On hiring in this uncertain environment:
Explain the how of the execution playbook and the guidelines that drive hiring decisions. Go slow to go fast.
- Sequence: analyze marketing dollars and BDR capacity before adding AE capacity
- Hire the same way you build your funnel. To hit your Q1 revenue goal, you needed to start spending your marketing budget in Q3-Q4 of last year. Same goes for hiring, stage it to hit your goals in advance.
- Pay attention to leading indicators and the bottom of the funnel - resource utilization. There’s no point in constantly bringing in AEs if you’re not going to have them appropriately fed, it’s just expensive and they’ll churn.
- Make sure your recruiting team is talking to the market, building relationships, keeping people warm so if you are feeling confident you can execute hires in a few weeks vs multiple months.
- Revenue leaders can also share how they judge their own performance - ex: 80% of the team getting to 90% attainment. If you’re not hitting that, then you shouldn’t be hiring more people.
- Not adding management and infrastructure capacity is a classic trap. If you put all your dollars into capacity hiring, and you don’t have the enablement, operations and management in place, scale will stall. You need to ramp your reps to make them productive and successful.
- Start reps in classes so you build cohorts out of the gate.
- Consider career tracks and what percentage of hires are internal promos vs external hires.
- Start segmenting when reps are running into each other, when the lead mix changes, and, if the sales cycle is fast, do it often to make working together for the health of the business part of the culture.
A few more from our Q&A:
On PLG vs Sales Motions
- Self-serve for SMB should be your primary route to market if you want to be efficient. If you can’t get that going, it probably says something about your product-market fit.
- Companies that don’t do enough to instrument their PLG motion will stall at some point and not get the right insights.
- Determine how to get PQLs into one of three buckets - the ones who will never convert no matter what, the ones who will convert no matter what, and the ones who signal interest but are unlikely to convert on their own.
- Consider how to best structure PLG across product, marketing, data science, and also sales - specifically where you’re getting insights around customer UX and friction points.
It’s time to bring in account managers. How to do it without making it feel like you’re taking opportunity away:
- Double pay in the first couple of quarters can help to smooth the transition.
- Culture is crucial. If you have an abundance mindset and have set the foundation that you’re all in it together, then it’s clear you’re building a bigger pie in the long term. You’re putting the company first.
So… can a sales org function remotely?
- It’s hard. Remote BDRs can be grouped together in a satellite office, but you ideally want them to hear each other on calls, have a manager there coaching, and for them to build camaraderie, resilience, and culture.
- Having some flexibility can make it easier to hire and transition post-COVID. Once a week on the same day, or 2-3.
- Set the expectation at the time of hire - it won’t be for everyone.
- In-house BDRs vs external: while some external can be successful, you really build a culture and can scale with internal BDR teams.
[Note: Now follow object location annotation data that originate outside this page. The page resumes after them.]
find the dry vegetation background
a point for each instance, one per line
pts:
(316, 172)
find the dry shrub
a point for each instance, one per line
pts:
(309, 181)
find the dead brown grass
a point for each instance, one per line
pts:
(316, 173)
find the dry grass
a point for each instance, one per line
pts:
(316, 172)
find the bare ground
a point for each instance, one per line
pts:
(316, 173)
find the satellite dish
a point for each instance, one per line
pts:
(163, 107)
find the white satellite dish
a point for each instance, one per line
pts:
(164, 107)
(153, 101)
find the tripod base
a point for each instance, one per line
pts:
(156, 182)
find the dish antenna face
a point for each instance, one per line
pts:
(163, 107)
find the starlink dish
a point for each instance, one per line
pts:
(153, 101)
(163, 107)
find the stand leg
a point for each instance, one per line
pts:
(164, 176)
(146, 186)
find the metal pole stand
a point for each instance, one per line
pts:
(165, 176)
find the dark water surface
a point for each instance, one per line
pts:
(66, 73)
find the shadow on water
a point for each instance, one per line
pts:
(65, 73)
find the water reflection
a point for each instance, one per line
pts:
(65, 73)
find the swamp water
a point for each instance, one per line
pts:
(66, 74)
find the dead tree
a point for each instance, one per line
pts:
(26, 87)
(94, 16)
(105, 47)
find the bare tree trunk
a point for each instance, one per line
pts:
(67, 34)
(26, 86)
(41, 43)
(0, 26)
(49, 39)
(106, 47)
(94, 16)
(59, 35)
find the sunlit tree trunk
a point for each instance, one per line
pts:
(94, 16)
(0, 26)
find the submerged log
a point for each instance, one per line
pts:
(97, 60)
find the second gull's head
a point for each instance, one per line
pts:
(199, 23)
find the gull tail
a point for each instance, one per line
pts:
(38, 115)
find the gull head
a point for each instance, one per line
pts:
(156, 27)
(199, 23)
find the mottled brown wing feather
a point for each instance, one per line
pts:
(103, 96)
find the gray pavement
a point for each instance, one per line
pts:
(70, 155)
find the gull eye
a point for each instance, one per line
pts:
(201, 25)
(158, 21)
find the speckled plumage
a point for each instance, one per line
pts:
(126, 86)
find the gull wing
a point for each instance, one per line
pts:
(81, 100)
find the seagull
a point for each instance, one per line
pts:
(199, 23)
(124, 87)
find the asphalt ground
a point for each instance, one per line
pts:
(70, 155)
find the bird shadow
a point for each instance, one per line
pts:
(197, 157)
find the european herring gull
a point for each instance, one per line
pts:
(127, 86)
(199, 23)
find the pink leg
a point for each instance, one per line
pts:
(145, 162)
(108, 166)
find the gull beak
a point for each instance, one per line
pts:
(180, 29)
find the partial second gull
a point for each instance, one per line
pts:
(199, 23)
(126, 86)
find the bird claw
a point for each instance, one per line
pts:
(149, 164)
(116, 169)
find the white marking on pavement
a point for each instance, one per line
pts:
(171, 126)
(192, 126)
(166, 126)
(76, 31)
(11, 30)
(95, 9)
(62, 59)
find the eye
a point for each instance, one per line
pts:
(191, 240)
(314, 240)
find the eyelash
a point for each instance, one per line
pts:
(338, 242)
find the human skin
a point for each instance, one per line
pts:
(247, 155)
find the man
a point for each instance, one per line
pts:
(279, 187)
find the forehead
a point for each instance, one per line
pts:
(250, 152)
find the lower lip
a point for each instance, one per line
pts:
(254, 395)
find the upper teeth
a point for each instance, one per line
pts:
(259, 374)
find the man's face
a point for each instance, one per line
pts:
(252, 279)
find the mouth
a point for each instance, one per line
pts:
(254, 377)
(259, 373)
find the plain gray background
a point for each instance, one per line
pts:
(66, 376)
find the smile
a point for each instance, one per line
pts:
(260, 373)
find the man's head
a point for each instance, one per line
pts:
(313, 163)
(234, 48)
How can you set up the process to land mission-critical roles, c-suite hires that you need to get right?
- Many executives look good on paper and end up being the wrong hire. Hire an executive whose current scope is where your company will be in two years - not ten.
- Get in front of top operators who would be well-suited for your company and engage in formal advisory roles to build relationships and understand working patterns early on.
- Spend non-work time with operators to get to know them as humans: go out to meals or go for walks to help you both understand how the other ticks.
- Recruiting can start years in advance - it’s like a marriage. At the same time, remember that for some roles the typical tenure is 2-4 years, so it’s important to know what you need now and next.